After (11)C-NOP-1A injection, the peak concentration of radioactivity in brain was high (∼5-7 standardized uptake values), occurred early (∼10 min), and then washed out quickly. The unconstrained 2-tissue-compartment model gave excellent V(T) identifiability (∼1.1% SE) and fitted the data better than a 1-tissue-compartment model. Regional V(T) values (mL·cm(-3)) ranged from 10.1 in temporal cortex to 5.6 in cerebellum. V(T) was well identified in the initial 70 min of imaging and remained stable for the remaining 50 min, suggesting that brain radioactivity was most likely parent radioligand, as supported by the fact that all plasma radiometabolites of (11)C-NOP-1A were less lipophilic than the parent radioligand. Voxel-based MA1 V(T) values correlated well with results from the 2-tissue-compartment model, showing that parametric methods can be used to compare populations. Whole-body scans showed radioactivity in brain and in peripheral organs expressing NOP receptors, such as heart, pancreas, and spleen. (11)C-NOP-1A was significantly metabolized and excreted via the hepatobiliary route. Gallbladder had the highest radiation exposure (21 μSv/MBq), and the effective dose was 4.3 μSv/MBq.

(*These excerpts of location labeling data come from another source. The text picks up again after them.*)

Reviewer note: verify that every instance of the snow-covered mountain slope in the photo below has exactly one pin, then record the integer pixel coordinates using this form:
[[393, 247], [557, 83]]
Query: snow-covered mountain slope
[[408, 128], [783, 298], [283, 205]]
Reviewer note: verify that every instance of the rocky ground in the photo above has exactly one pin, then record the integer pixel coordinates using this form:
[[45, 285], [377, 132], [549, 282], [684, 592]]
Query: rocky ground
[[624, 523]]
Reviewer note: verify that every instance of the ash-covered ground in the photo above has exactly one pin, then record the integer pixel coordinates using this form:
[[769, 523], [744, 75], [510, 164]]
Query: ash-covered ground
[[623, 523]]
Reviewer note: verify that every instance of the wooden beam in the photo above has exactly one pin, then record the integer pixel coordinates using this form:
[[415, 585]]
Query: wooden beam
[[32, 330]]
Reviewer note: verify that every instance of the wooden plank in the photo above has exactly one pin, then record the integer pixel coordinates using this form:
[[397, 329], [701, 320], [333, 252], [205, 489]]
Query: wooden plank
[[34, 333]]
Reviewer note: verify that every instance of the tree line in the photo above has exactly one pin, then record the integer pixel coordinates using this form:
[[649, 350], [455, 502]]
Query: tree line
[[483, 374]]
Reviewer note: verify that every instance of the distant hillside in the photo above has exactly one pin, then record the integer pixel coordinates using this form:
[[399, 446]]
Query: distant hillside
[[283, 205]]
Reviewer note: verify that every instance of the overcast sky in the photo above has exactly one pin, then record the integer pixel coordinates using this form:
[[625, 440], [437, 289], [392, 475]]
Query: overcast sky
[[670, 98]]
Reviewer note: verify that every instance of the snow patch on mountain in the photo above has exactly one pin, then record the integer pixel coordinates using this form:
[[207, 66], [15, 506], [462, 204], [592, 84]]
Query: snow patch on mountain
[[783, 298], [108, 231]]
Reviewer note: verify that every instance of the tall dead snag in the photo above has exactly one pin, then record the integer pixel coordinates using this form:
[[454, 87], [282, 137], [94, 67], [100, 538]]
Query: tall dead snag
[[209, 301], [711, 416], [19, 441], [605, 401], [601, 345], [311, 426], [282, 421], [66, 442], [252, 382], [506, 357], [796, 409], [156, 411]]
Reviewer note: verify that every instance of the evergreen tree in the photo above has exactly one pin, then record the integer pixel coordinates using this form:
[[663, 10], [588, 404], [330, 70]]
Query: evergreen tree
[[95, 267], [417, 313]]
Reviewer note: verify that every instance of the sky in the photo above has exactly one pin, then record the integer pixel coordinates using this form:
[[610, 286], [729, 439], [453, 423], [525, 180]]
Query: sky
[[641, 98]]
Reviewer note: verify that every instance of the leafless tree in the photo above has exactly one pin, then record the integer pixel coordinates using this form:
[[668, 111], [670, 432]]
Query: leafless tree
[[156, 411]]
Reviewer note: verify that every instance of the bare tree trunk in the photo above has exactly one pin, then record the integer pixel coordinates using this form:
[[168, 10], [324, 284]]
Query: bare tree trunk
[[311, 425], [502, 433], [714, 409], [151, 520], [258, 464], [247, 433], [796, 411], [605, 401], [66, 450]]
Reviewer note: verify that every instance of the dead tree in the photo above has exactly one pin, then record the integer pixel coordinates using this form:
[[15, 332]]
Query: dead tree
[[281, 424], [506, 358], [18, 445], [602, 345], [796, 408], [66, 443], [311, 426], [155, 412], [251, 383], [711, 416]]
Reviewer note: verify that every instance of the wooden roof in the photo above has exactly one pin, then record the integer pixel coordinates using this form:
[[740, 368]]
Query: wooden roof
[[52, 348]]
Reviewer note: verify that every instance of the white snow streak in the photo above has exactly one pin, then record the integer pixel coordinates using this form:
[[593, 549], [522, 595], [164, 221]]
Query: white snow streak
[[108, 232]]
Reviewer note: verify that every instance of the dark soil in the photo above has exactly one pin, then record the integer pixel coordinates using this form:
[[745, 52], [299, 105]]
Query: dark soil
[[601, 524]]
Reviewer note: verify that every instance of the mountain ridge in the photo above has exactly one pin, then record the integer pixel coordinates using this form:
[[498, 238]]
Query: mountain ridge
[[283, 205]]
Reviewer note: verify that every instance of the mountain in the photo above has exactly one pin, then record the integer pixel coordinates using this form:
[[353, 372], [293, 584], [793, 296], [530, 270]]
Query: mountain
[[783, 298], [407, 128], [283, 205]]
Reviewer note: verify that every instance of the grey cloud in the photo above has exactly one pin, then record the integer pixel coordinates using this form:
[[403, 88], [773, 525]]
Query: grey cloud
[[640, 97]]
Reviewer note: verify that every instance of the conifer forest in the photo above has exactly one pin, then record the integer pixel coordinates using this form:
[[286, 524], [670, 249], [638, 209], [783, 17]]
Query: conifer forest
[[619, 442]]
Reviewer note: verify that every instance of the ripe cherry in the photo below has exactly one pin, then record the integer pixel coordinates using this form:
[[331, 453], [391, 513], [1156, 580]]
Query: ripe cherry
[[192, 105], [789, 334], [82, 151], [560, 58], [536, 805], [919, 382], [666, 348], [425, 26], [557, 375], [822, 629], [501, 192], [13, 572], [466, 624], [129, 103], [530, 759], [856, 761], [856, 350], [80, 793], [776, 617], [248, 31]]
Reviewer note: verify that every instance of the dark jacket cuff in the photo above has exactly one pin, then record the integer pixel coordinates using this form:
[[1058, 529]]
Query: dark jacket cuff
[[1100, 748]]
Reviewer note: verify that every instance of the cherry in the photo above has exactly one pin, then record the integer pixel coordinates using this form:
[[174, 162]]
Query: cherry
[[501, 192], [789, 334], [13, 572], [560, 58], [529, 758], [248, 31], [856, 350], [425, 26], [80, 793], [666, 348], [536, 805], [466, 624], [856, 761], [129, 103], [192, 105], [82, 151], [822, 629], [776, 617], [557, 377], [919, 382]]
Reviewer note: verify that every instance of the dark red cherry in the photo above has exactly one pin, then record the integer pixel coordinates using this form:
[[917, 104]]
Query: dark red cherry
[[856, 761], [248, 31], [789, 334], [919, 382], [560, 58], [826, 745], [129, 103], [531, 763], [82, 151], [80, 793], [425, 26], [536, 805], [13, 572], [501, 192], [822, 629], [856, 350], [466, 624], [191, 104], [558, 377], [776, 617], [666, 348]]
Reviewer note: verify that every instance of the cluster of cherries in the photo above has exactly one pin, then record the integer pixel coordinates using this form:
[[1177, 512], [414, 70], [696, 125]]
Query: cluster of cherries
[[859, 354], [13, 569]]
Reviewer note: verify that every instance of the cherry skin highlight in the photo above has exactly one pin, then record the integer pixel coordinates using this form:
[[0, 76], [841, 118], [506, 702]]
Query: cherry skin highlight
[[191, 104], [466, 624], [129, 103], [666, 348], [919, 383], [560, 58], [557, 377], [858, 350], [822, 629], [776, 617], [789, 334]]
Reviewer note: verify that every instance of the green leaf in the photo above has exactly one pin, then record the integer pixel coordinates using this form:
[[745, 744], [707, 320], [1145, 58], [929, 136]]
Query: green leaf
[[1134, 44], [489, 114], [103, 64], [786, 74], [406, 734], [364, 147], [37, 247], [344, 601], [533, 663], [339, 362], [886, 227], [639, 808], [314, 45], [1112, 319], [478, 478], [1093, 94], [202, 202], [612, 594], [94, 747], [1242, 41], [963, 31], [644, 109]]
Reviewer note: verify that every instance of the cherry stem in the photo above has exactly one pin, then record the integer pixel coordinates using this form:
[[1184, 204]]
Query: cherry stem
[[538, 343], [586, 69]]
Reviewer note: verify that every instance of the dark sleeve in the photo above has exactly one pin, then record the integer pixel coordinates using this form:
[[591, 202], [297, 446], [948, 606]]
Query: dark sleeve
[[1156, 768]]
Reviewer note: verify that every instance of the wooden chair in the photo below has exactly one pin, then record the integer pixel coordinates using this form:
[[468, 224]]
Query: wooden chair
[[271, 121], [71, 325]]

(11)C-NOP-1A is a promising radioligand that reliably quantifies NOP receptors in human brain. The effective dose in humans is low and similar to that of other (11)C-labeled radioligands, allowing multiple scans in 1 subject.
我们之前开发了一种高亲和力的 PET 配体(11C-NOP-1A),该配体在猴脑中得到了有希望的结果。在这里,我们评估了(11C-NOP-1A)在人脑定量 NOP 受体的能力,并估计了其辐射安全性概况。
静脉注射(11C-NOP-1A)后,7 名健康受试者进行了 2 小时的脑 PET 扫描,并连续采集桡动脉血样以测量母体放射性配体浓度。分布容积(V(T);受体密度的度量)通过隔室(1 和 2 组织)和非隔室(Logan 分析和 Ichise 的双线性分析[MA1])方法确定。另一组 9 名健康受试者接受全身 PET 扫描以估计全身辐射暴露(有效剂量)。
(11C-NOP-1A)注射后,脑内放射性活性的峰值浓度较高(约 5-7 个标准化摄取值),出现较早(约 10 分钟),然后迅速清除。无约束的 2 组织隔室模型具有出色的 V(T)可识别性(约 1.1%SE),并且比 1 组织隔室模型更适合拟合数据。区域 V(T)值(mL·cm(-3))范围从颞叶的 10.1 到小脑的 5.6。在成像的最初 70 分钟内可以很好地识别 V(T),并且在剩余的 50 分钟内保持稳定,这表明脑放射性很可能是母体放射性配体,这一事实得到了支持,因为所有(11C-NOP-1A 的血浆放射性代谢产物都比母体放射性配体亲脂性差。基于体素的 MA1 V(T)值与 2 组织隔室模型的结果很好地相关,表明参数方法可用于比较人群。全身扫描显示脑和表达 NOP 受体的外周器官(如心脏、胰腺和脾脏)中的放射性。(11C-NOP-1A)明显通过肝胆途径代谢和排泄。胆囊的辐射暴露最高(21 μSv/MBq),有效剂量为 4.3 μSv/MBq。
(11C-NOP-1A)是一种很有前途的放射性配体,可可靠地定量人脑中的 NOP 受体。在人体中的有效剂量低且与其他(11C 标记的放射性配体相似,允许在 1 名受试者中进行多次扫描。